Non functional requirements: security

This blog post is part of a series on non functional requirements, and how they take most of the effort.

The scenario

You want a third party to implement an application package to allow people to buy and sell widgets from their phone. Once the package has been developed, they will hand it over to you to sell, support, maintain and upgrade and you will be responsible for it,

At the back-end is a web server.

Requirements you have been given.

  • We expect this application package to be used by all the major banks in the world.
  • For the UK we expect the number of people who have an account to be about 10 million people
  • We expect about 1 million trades a day.

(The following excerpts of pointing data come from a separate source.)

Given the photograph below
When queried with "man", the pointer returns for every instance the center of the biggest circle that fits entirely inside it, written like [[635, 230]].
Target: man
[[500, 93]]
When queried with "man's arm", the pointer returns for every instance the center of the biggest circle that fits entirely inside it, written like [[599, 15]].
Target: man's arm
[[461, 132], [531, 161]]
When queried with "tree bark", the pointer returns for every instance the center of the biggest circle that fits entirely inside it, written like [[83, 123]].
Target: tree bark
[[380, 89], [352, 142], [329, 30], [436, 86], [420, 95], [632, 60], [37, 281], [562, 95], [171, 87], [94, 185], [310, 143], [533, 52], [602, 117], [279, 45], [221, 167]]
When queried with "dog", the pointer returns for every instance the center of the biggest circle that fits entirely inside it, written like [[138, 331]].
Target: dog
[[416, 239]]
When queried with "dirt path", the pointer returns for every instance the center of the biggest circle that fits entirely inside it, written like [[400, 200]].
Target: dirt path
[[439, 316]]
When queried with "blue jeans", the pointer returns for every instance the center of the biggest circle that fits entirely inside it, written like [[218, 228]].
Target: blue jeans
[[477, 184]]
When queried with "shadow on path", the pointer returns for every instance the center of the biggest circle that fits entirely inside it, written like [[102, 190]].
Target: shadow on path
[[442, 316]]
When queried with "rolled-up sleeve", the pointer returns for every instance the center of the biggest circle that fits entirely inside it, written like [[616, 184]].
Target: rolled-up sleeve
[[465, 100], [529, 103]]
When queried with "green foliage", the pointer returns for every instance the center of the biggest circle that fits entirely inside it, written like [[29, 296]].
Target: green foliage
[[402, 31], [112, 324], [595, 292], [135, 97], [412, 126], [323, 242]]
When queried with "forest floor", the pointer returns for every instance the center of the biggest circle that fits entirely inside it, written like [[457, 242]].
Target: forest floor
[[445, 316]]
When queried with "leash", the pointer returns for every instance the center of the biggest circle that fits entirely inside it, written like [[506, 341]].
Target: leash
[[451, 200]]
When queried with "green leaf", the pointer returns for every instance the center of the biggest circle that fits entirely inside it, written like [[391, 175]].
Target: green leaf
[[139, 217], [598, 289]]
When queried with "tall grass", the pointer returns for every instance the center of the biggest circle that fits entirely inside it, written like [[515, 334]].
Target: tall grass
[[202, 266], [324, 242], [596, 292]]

See start here for additional topics.

What security?

Security covers

  • Application users – for example using their mobile phone to authenticate
  • What userid will be used on the web server to run the transactions. Is this related to the end user’s id?
  • What fields are visible to the application user
  • What fields are available to the help desk staff. For example can they see the full date of birth – or they type the DOB into a field and it is validated.
  • Are you going to provide audit information for any changes to the database; for all fields, or only for some fields.
  • Are you going to report on read only access to some fields.
  • How are you going to report violations
  • Are you going to use encryption on fields. How do you protect the keys.
  • Is your database going to be encrypted – so if someone copies the database file they are unable to read it, or are you going to rely on the fields being encrypted.
  • What encryption are you going to use – some encryption is weak (quantum computers will be able to decrypt some ciphers in an instant)
  • Are your backups encrypted?
  • Able your backup and disaster recovery sites able to restored from backups. Do they have the correct certificates?
  • If someone phones in and says they have forgotten their password – how do you validate the request – bearing in mind the phone may have been stolen.